Wenn Julia auf ihren Computerbildschirm schaut, dann fällt es ihr schwer, sich zu konzentrieren. Seit Tagen findet die 37-jährige Buchhalterin kaum Schlaf. Gestern Abend hat ihre Tochter Mia gefragt, ob wir auch bald Krieg haben und flüchten müssen. Mia ist fünf, ihre große Schwester Bea ist elf. Bea erzählt, dass sie heute in der Schule gelernt hat, was Sanktionen sind und warum alles teurer wird. Und ihr Klassenkamerad Leon hat gesagt, dass es bald Atomkrieg gibt. Nach zwei Jahren Homeoffice und Kinderbetreuung ist Julia am Ende ihrer Kräfte. Ihr Hausarzt hat ihr ein Beruhigungsmittel verschrieben, weil sie ihre Angstzustände immer weniger kontrollieren kann. So wie Julia geht es auch Lutz. In seinem Lebensmittelbetrieb trägt er die Verantwortung für fast dreißig Mitarbeiter. Lutz macht sich Sorgen um die Zukunft seines Unternehmens. Steigende Preise für Energie und Rohstoffe haben seine Kalkulation völlig durcheinandergebracht. Die Kunden kaufen viel weniger als früher. Wie lange kann das noch gutgehen?

Kontrollverlust

So wie bei Julia und Lutz geht die aktuelle Entwicklung auch an uns nicht spurlos vorbei. Über zwei Jahre Corona haben uns dünnhäutig und mürbe gemacht. Das spüren wir im Alltag an den Reaktionen, ob im Supermarkt an der Kasse oder in anderen banalen Situationen. Menschen reagieren aggressiv oder mit übertriebener Angst und Vorsicht. Warum ist das so? Die größte Herausforderung in solchen Situationen ist der Kontrollverlust. Die Krise kommt von außen, bringt Unsicherheit und Gefahren; und ich weiß nicht, wie ich sie beeinflussen kann. In einer Notfallsituation im Auto reagiere ich instinktiv oder so wie ich es gelernt habe. Ich versuche, die Situation zu kontrollieren. Derzeit fehlt uns persönlich die Kontrolle. Wir haben keine Planungssicherheit, weder als Mitarbeiter noch als Unternehmer. Kunden zögern mit größeren Einkäufen oder bevorraten sich aus Angst. Worte wie »Hamsterkauf« oder »Notvorrat« werden derzeit sehr häufig bei Google eingeben. Dazu kommt, dass sich die Preisspirale dramatisch nach oben entwickelt und ein Ende nicht abzusehen ist.

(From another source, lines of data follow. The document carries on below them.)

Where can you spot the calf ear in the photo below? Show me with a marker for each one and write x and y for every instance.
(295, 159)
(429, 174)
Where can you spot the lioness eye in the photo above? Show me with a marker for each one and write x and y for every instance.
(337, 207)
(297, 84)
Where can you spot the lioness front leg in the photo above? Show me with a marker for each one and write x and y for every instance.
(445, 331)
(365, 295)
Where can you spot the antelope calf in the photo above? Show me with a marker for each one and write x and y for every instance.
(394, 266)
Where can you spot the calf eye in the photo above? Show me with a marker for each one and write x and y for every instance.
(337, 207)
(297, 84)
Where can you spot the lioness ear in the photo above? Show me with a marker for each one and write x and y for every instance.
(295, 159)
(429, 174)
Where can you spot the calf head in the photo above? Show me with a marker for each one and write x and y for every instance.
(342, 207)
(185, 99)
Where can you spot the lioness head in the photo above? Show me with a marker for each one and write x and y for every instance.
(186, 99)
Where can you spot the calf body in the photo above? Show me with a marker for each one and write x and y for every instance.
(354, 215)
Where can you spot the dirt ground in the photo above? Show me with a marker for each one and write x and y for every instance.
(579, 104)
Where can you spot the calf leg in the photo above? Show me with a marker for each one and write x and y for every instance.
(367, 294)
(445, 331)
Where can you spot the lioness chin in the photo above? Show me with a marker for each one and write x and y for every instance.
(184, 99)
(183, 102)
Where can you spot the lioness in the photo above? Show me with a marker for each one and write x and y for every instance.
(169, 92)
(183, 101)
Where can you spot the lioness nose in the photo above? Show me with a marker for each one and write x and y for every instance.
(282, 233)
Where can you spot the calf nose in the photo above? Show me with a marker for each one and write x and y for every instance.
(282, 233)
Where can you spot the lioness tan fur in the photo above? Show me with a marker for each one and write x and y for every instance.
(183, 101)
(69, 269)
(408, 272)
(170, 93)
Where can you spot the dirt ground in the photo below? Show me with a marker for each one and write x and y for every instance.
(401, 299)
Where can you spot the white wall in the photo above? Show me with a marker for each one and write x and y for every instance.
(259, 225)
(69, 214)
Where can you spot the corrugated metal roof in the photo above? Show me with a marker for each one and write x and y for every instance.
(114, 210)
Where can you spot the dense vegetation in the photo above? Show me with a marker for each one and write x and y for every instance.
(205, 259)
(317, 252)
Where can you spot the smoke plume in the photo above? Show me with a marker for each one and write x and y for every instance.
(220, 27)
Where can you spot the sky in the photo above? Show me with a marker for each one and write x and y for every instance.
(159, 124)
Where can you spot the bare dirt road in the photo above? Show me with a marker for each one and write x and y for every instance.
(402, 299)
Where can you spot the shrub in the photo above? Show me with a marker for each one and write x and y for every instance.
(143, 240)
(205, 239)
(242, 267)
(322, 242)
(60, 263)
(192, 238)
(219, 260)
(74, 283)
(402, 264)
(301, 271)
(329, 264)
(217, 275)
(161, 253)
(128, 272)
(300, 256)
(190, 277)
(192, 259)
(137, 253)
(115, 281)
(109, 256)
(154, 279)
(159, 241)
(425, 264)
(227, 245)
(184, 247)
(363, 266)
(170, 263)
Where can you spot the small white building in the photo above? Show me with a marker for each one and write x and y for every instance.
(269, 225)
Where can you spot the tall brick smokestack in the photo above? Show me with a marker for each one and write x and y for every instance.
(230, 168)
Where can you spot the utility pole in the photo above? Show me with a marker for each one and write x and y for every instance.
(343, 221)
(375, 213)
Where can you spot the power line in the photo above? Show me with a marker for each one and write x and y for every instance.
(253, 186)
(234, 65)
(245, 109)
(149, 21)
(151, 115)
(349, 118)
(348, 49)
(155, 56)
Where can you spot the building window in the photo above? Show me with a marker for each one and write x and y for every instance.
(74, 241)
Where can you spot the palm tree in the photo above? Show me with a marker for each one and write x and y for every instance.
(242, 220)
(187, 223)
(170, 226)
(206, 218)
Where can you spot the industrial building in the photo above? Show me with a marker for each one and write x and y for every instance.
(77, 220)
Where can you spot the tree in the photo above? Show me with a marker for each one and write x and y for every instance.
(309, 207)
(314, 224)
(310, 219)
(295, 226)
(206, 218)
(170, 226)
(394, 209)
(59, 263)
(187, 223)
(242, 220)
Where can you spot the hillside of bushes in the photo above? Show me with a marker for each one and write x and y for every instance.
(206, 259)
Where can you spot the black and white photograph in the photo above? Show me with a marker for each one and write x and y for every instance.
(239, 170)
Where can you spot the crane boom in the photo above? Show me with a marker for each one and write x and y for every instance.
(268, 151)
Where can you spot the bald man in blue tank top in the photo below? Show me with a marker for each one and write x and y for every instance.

Auswirkungen auf Unternehmen

Wer in Sorge ist, ist mit seinen Gedanken woanders und kann sich schwer auf eine Aufgabe konzentrieren. Die Verhaltensweisen sind von Furcht und Vorsicht geprägt. Im persönlichen Gespräch untereinander dreht sich alles um Krise und Kriegsgefahr und weniger um die Belange der Firma. Arbeitsleistung und Zuverlässigkeit können darunter leiden. Wenn Ressourcen wie Treibstoff und Produktionsmittel (z. B. Getreide) knapp werden, dann führt das zu Engpässen und Unsicherheit. Unternehmen aus der Molkereibranche verlieren derzeit einen wesentlichen Absatzmarkt und müssen um ihre Existenz fürchten. Zwei Jahre Corona haben uns psychisch zugesetzt. Wir sind teilweise am Ende unserer Kräfte, leiden unter Kontaktarmut – und jetzt kommt noch Kriegsgefahr dazu. Irgendwann zeigen uns Körper und Psyche Grenzen auf. Besonders belastend ist unsere Ohnmacht. Auch das kennen wir sehr gut. Wir selbst fühlen uns hilflos und können nichts machen.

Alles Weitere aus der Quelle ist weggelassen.